Wednesday, September 07, 2011

51. Hell to Pay by William R. Cox

We went up to the Laurentians for an overnight stay at a lakeside hotel with some friends during the Labour Day weekend and during a lunch stop at tourist town St-Agathe, wouldn't you know it, there was an outdoor book sale!  Most of the tables were french or local authors or recent best seller paperbacks in english, except one where the guy had an amazing collection of paperback pulps from the 50s for reasonable prices!  Unfortunately, I felt some social pressure and we hadn't eaten lunch, so I ended up only getting three and regretting not scooping up the others when I had the chance.  Turned out the seller had once own a bookstore and this was left over from his remaining inventory.  He had inherited most of the inventory and didn't know much about old crime paperbacks. The previous owner had, but also had some ridiculously marked-up prices (this one for instance, had $26 pencilled in the inside front cover).  I was actually reading another book, but Hell to Pay starts off so well that I couldn't put it down.

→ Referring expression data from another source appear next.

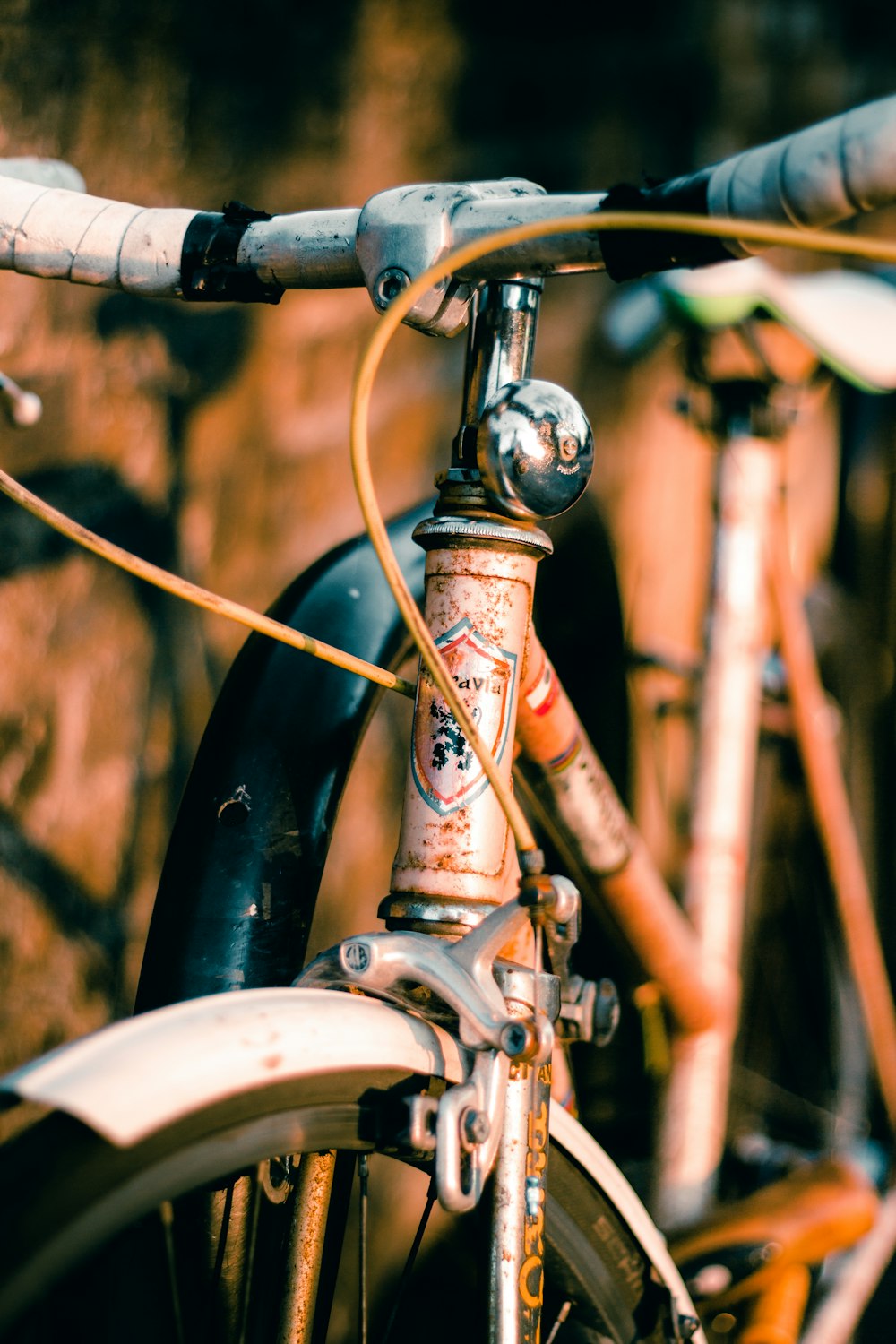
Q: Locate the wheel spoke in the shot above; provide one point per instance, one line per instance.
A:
(409, 1263)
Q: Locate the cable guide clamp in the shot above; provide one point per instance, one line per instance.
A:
(403, 231)
(209, 265)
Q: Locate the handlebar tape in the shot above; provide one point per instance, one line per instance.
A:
(814, 177)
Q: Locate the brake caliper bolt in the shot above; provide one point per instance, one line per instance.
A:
(474, 1125)
(519, 1040)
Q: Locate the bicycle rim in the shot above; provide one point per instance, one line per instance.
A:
(102, 1242)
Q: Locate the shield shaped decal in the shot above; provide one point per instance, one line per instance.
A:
(446, 771)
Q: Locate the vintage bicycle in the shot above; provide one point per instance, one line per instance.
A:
(223, 1129)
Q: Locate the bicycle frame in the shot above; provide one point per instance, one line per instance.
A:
(455, 871)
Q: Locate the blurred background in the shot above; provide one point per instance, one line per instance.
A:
(214, 441)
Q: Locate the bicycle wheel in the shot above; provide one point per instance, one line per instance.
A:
(89, 1225)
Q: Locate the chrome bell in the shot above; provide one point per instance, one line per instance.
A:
(533, 449)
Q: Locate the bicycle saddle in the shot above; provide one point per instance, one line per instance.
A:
(847, 317)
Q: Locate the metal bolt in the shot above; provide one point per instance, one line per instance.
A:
(519, 1039)
(474, 1125)
(389, 285)
(606, 1012)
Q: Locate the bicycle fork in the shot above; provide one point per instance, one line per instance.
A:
(748, 483)
(522, 453)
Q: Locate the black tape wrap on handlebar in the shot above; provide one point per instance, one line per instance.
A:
(209, 271)
(630, 253)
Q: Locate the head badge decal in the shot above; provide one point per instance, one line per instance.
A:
(446, 771)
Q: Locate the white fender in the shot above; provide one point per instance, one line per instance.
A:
(139, 1075)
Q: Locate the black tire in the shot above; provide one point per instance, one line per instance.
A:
(83, 1245)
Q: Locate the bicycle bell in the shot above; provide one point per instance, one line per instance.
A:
(533, 449)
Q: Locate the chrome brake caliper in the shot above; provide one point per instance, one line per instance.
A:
(463, 1126)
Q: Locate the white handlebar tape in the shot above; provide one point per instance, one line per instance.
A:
(66, 236)
(818, 177)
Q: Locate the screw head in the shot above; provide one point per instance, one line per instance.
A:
(519, 1040)
(389, 285)
(474, 1125)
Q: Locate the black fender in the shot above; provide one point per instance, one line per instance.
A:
(246, 857)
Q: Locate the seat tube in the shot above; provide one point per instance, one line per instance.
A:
(694, 1112)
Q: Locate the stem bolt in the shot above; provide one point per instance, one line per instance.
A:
(389, 285)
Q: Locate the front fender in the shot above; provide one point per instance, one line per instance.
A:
(137, 1077)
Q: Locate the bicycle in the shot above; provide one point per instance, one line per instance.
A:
(257, 1077)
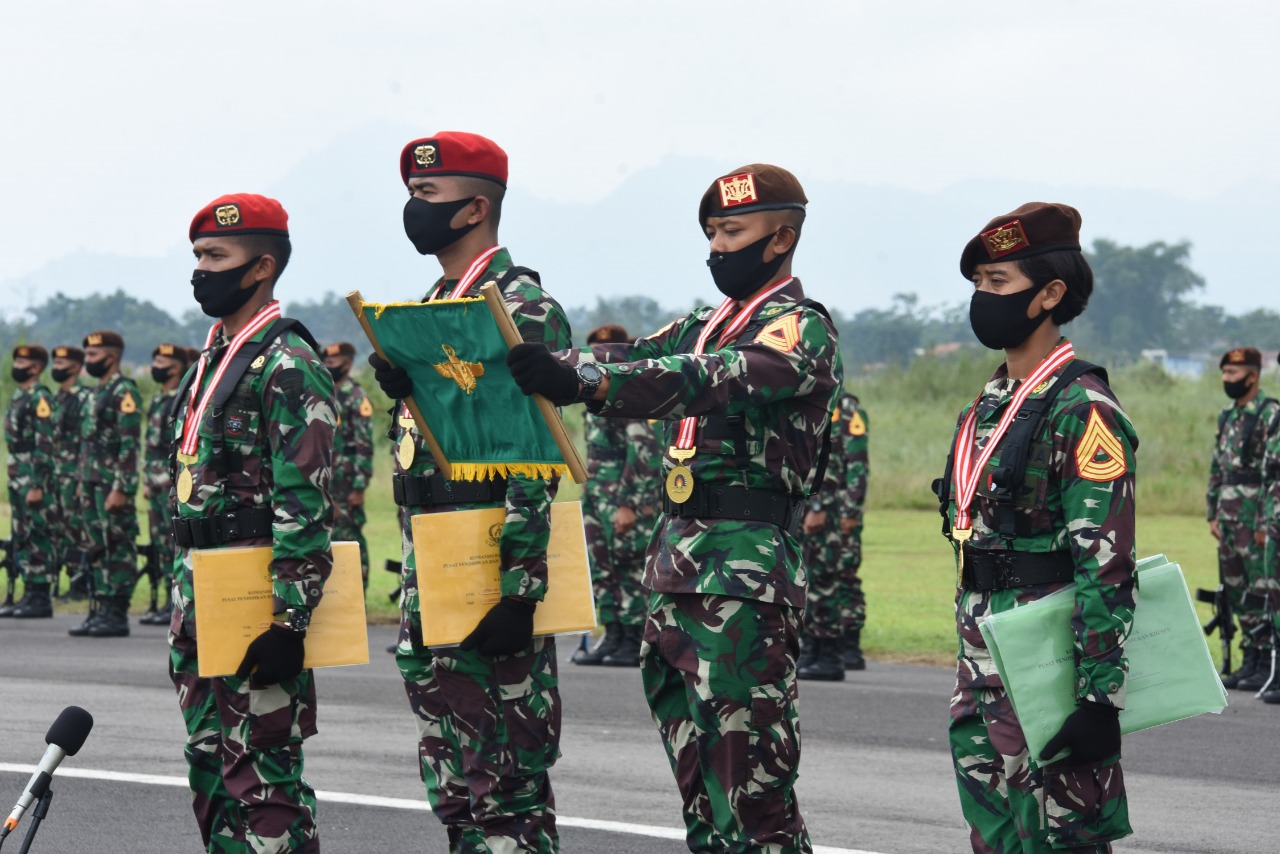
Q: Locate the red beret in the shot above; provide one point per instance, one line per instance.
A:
(240, 214)
(1034, 228)
(453, 153)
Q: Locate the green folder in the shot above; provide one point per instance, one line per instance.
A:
(1171, 674)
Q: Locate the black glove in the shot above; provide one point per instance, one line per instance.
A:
(277, 653)
(1092, 734)
(507, 629)
(394, 382)
(536, 371)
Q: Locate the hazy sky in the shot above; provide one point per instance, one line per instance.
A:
(122, 118)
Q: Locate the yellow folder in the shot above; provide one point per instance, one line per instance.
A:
(233, 606)
(458, 572)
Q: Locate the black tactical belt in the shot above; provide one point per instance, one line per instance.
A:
(417, 491)
(1002, 570)
(740, 503)
(205, 531)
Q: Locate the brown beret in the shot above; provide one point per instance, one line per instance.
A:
(1247, 356)
(33, 352)
(104, 338)
(1032, 229)
(341, 348)
(73, 354)
(752, 188)
(609, 333)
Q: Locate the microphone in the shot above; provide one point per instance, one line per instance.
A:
(64, 739)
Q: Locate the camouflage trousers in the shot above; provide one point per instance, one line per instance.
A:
(1244, 570)
(617, 561)
(720, 677)
(113, 539)
(31, 534)
(835, 604)
(1011, 804)
(245, 754)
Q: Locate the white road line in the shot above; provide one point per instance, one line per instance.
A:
(392, 803)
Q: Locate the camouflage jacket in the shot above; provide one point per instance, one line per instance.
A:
(1243, 435)
(72, 407)
(110, 434)
(353, 443)
(28, 434)
(280, 423)
(155, 462)
(782, 375)
(622, 461)
(844, 488)
(1077, 498)
(522, 544)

It's the story of  a succesful Manhattan gambler, Tom Kincaid, who is connected to the Syndicate and underworld but manages to maintain his autonomy (to everyone's displeasure).  He keeps the balance until a brief altercation at a dice game with a young punk suddenly puts him in the middle of what appears to be a generational gang war between the Syndicate and these crazy, hopped-up greasers who seem to like violence for its own sake.  The plot is much more complicated than that, with lots of twists and turns.  Right up until the end, there is a mystery as well, which is why the protagonist is so much in the middle of everything.  The reveal was pretty cool and definitely surprising, but that part of the story was not super convincing and it came out a bit soft in the end.

What was convincing and really well done, was the milieu.  This is Richard Stark's syndicate, with big, older men with last names only from out of town meeting in fancy residential hotel rooms.  All the locales—the restaurants on Broadway, the garages, the underground dice games and high-roller card games—were richly portrayed and interesting as hell.  The violence, also was compelling and intense ("Like in the Islands during the war, I kept moving, firing").  The cover over-hypes the young punks theme, but it is the central theme and they are truly hateful.  Hell to Pay echoes the conservatism of the genre, but from a strange perspective, because basically everybody is a criminal.  It's just that the older criminals have a code and are doing it for the money and the control, while the young ones are just irrational, cruel and destructive.

For some reason, the language of the action scenes reminded me of The Big Blowdown, when they corner the extortionists in the garage.  Wonder if Pelecanos has read this one?  Anyhow, despite a bit of an easy ending that didn't really fit in with the grit, tension and brutal violence that went on before, this was a solid, satisfying crime novel.